Onze minutos demorou até ao Eintracht soltar o pandemónio em Alvalade. Bastou Edimbe tocar para o ar uma bola para as imediações de Gonçalo Inácio e o Kolo Muani expôs, uma vez mais esta época, as fragilidades do canhoto central nos duelos: o português deu-se à disputa física, encostou o corpo, foi ultrapassado e o avançado disparou o 1-2 já bem perto de Adán. O resto do tempo contou-se com o Sporting a tentar na desorganização da pressa e de fazer os possíveis com o pouco que, sim, é explicável.
Porque o quarto de hora de sobra que a equipa tinha para reagir foi uma espécie de não-reação auto-provocada. A desordem de como atacar era evidente e não parecia saber por onde, nem como desmontar o Eintracht; a incapacidade em usar Paulinho para deixar gente com bola e de frente para a baliza continuou; as ações de Trincão, entrado após o primeiro golo, era uma coleção de erros e precipitações que acresceram Porro de responsabilidade para desequilibrar pela direita; do outro lado, Arthur era servido sem apoios por perto. Mais perto do fim, até Jovane Cabral foi lançado, numa réplica de planos passados, mas sem o contexto de então (o cabo-verdiano foi integrado tarde no plantel, depois de supostamente não contar).

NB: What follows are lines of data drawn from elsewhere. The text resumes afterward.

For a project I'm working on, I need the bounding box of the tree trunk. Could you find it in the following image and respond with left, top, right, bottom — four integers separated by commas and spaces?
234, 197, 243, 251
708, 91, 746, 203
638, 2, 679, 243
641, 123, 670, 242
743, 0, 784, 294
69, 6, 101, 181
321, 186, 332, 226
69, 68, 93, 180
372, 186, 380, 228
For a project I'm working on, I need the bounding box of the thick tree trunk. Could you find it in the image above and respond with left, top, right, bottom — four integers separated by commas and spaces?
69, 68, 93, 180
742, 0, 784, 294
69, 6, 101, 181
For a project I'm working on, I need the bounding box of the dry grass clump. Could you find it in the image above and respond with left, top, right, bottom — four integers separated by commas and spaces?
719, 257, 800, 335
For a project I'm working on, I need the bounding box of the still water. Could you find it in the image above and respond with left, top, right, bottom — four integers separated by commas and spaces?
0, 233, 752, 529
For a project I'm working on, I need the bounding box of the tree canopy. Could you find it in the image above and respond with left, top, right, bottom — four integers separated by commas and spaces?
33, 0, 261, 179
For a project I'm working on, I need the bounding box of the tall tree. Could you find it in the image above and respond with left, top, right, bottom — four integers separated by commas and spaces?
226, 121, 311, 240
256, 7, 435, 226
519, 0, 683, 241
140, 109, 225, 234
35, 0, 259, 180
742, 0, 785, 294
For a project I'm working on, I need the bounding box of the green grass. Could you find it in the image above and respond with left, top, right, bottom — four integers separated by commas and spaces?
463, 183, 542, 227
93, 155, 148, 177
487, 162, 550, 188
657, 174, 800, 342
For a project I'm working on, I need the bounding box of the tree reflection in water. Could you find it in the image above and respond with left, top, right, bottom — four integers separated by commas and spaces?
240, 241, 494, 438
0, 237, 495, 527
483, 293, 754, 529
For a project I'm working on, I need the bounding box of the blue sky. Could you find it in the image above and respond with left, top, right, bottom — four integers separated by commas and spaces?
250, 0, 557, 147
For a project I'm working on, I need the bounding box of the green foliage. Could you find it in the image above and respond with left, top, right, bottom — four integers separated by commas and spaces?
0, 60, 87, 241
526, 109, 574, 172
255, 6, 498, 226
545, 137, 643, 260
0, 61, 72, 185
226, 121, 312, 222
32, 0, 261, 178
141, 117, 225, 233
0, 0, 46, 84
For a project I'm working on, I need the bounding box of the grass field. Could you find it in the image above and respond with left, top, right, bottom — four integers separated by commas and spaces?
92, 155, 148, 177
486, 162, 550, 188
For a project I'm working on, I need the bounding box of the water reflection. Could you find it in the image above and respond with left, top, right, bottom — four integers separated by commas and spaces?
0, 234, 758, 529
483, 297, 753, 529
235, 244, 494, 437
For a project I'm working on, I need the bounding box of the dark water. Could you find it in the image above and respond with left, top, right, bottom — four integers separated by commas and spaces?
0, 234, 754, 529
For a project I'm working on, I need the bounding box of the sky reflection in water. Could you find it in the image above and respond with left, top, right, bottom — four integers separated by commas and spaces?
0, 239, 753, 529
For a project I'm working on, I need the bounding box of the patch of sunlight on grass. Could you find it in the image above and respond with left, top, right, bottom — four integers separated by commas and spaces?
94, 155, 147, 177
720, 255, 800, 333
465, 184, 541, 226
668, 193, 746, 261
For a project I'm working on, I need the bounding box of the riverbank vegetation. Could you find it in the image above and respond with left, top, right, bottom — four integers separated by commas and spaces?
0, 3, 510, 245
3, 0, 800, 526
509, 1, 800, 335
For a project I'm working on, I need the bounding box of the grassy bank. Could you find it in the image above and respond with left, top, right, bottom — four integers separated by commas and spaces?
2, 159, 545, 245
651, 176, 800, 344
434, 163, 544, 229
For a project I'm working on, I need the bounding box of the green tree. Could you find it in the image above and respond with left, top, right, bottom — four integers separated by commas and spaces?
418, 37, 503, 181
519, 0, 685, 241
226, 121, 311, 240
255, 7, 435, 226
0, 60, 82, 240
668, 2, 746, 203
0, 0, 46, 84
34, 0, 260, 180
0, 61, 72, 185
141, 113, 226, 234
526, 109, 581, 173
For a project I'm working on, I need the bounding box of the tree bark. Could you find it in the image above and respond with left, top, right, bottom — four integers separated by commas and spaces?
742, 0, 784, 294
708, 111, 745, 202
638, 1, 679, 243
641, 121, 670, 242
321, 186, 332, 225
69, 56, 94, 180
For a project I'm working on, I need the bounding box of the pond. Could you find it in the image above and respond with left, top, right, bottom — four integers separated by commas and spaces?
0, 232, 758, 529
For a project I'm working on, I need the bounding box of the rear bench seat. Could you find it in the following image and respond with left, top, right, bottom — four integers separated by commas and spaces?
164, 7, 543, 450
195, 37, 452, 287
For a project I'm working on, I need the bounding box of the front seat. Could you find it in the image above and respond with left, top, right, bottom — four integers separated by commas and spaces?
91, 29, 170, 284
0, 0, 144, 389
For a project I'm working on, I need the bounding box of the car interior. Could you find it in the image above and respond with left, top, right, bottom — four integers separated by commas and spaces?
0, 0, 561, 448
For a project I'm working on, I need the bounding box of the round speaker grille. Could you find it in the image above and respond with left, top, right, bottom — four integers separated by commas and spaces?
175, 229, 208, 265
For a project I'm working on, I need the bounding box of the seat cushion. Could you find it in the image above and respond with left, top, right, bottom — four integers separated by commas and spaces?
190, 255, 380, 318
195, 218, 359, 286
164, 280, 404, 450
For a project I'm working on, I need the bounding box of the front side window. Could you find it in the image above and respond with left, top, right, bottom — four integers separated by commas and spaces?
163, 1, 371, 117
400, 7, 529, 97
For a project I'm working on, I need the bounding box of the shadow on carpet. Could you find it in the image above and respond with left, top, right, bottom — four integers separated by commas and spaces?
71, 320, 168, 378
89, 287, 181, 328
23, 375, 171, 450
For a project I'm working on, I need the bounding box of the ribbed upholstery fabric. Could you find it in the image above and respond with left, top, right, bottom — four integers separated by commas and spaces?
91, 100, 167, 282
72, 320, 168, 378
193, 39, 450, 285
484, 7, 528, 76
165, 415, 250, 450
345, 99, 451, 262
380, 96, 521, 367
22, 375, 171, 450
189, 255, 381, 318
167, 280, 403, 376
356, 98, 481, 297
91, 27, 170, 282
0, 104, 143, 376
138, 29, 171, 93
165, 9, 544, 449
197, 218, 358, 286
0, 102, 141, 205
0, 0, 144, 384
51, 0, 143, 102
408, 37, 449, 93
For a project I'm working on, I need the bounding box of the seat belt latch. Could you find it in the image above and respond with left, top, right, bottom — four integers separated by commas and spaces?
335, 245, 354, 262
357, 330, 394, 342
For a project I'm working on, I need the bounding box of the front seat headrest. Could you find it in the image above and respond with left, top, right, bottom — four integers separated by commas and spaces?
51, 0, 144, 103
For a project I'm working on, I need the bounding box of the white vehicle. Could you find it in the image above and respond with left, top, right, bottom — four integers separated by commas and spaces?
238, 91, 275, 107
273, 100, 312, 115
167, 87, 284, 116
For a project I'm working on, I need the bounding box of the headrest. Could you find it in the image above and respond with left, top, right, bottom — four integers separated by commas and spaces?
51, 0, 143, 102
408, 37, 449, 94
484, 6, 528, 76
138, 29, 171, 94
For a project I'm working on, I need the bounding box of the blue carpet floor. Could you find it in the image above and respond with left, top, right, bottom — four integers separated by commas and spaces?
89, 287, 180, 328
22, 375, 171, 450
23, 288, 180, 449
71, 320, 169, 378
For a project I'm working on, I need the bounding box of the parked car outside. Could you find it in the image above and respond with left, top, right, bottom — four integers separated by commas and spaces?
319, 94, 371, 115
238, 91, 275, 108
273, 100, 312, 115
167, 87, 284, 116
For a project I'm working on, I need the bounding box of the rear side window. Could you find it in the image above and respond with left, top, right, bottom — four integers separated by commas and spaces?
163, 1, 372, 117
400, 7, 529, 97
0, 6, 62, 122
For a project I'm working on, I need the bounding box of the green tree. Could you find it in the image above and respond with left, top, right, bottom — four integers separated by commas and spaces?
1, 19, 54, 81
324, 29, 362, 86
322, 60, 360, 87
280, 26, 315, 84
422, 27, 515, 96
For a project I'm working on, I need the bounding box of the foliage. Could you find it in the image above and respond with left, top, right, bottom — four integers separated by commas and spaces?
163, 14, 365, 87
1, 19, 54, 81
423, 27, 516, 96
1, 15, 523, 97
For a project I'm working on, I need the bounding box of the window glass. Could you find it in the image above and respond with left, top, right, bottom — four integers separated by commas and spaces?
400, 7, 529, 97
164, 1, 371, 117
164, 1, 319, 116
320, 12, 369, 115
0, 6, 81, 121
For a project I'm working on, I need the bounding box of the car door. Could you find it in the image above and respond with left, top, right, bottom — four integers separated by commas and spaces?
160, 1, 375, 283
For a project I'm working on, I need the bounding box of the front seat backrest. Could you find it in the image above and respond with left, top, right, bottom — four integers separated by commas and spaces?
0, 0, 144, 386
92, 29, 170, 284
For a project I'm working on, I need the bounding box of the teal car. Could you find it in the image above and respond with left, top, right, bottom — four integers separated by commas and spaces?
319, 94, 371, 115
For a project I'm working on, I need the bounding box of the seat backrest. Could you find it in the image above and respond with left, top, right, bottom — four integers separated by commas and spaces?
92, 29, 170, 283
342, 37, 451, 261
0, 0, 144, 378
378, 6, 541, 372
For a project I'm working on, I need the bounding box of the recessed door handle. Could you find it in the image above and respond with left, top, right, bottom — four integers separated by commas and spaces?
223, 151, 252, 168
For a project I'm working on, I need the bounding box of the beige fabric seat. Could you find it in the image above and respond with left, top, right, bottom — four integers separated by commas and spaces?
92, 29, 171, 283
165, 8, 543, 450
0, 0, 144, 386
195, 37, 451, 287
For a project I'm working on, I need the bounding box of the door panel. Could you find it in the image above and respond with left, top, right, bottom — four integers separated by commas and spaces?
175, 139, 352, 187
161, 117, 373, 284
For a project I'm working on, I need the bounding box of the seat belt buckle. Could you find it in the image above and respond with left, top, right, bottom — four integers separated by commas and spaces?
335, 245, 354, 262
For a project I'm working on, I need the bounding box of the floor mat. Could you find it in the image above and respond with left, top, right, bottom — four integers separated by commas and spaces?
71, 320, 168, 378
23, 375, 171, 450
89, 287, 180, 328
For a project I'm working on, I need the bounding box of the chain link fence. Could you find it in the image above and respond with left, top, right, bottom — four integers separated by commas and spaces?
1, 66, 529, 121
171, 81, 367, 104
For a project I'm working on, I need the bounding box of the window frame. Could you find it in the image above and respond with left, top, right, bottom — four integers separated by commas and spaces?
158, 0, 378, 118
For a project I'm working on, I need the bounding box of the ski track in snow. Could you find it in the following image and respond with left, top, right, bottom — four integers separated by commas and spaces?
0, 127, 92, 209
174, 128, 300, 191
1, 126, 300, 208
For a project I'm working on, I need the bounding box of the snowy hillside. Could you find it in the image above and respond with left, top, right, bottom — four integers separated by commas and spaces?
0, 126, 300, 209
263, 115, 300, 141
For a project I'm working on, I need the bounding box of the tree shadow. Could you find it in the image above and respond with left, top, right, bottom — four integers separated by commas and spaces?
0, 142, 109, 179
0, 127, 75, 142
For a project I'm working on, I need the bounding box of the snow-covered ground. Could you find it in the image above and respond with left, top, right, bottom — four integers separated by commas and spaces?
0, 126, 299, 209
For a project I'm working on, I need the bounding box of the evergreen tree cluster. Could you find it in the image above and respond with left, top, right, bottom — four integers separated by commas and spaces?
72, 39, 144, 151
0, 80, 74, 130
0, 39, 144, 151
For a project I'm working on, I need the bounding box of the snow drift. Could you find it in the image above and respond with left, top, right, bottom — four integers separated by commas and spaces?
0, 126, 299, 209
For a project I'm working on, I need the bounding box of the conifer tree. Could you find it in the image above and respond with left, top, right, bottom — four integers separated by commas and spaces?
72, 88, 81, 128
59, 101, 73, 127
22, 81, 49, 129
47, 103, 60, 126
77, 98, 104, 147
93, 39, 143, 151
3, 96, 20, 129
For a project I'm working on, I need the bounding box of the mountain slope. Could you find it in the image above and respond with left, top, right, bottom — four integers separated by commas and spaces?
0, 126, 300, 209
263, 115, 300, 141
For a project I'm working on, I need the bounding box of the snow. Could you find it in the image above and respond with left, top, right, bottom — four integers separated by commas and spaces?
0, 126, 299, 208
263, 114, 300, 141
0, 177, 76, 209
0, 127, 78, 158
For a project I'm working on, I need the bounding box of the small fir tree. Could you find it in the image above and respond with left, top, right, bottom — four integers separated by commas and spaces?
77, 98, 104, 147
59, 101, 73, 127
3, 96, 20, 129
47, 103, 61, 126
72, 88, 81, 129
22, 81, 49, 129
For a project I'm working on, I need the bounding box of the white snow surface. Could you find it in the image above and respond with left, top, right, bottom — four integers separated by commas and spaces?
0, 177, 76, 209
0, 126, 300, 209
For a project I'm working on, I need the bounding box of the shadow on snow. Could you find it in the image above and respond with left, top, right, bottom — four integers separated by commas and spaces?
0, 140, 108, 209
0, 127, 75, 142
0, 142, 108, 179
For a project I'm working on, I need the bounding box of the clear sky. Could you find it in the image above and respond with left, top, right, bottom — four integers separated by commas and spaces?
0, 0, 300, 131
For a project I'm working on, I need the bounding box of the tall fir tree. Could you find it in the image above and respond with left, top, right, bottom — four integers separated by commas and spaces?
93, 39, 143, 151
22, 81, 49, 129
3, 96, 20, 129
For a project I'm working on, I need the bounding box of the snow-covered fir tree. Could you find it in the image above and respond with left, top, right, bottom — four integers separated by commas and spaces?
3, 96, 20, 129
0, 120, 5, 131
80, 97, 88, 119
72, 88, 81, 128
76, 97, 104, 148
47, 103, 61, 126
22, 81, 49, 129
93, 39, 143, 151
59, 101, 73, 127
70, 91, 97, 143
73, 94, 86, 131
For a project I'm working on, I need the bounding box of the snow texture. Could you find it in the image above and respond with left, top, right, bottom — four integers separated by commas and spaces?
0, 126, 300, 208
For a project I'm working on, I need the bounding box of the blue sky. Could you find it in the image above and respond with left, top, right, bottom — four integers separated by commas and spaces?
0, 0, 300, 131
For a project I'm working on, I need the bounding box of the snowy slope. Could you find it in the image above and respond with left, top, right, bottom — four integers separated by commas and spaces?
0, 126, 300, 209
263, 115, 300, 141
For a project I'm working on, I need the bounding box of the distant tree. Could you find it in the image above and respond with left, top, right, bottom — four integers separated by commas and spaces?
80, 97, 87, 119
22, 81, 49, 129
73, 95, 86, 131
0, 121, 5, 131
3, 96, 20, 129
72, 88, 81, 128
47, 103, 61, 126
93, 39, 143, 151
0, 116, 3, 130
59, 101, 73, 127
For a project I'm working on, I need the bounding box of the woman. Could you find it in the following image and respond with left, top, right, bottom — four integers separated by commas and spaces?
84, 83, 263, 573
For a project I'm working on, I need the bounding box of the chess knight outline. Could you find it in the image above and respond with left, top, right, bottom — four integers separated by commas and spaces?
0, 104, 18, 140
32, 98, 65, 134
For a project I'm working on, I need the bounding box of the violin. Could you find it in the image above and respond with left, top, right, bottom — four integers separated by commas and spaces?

Quando a partida ouviu o último apito, o Sporting estava de rastos e virtualmente fora das competições europeias, dependente de algo caído do céu dos descontos do Marselha-Tottenham. Por lá e na derradeira jogada, o dinamarquês Pierre-Emile Højbjerg marcou o golo que chocalhou as contas do grupo para os leões, afinal, estarem na Liga Europa quando o futebol retornar do Mundial invernoso do Catar. A consolação de manter os jogos a meio da semana serve será o palpável que restará quando os leões se comiserarem dos próprios males.
Nos 10 jogos contados desde aquele que soltou a farra à euforia com um momento do mais esotérico que poderia haver, o Sporting sofreu a sexta derrota, outra mostradora de como o futebol é um iô-iô imprevisível de emoções. Porém e concretamente para a equipa de Rúben Amorim, esta é também outra que serve para expor o risco presente no planeamento da época (plantel curto, uma vez mais), as fragilidades destapadas pela venda imprevista de Matheus Nunes, a ineficácia da equipa em concretizar oportunidades de golo (neste jogo, nem as conseguiu gerar) e a linha defensiva/comportamentos sem bola que já não têm a coordenação motora de outrora.
O Sporting vai titubeante como nunca na companhia de Rúben Amorim e o próprio treinador, antes de reencontrar o Eintracht, não sabia bem como justificar parte dos problemas (os de finalização), indo buscar a falta de “confiança na convicção”. Após sofrer contra os alemães que até jogaram e pareceram mais do que são, retornou à questão da confiança, redizendo não saber bem o que se passa. O primeiro passo será entender o que pode ser compreendido para lá do esoterismo que já visita o Sporting em bastantes jogos.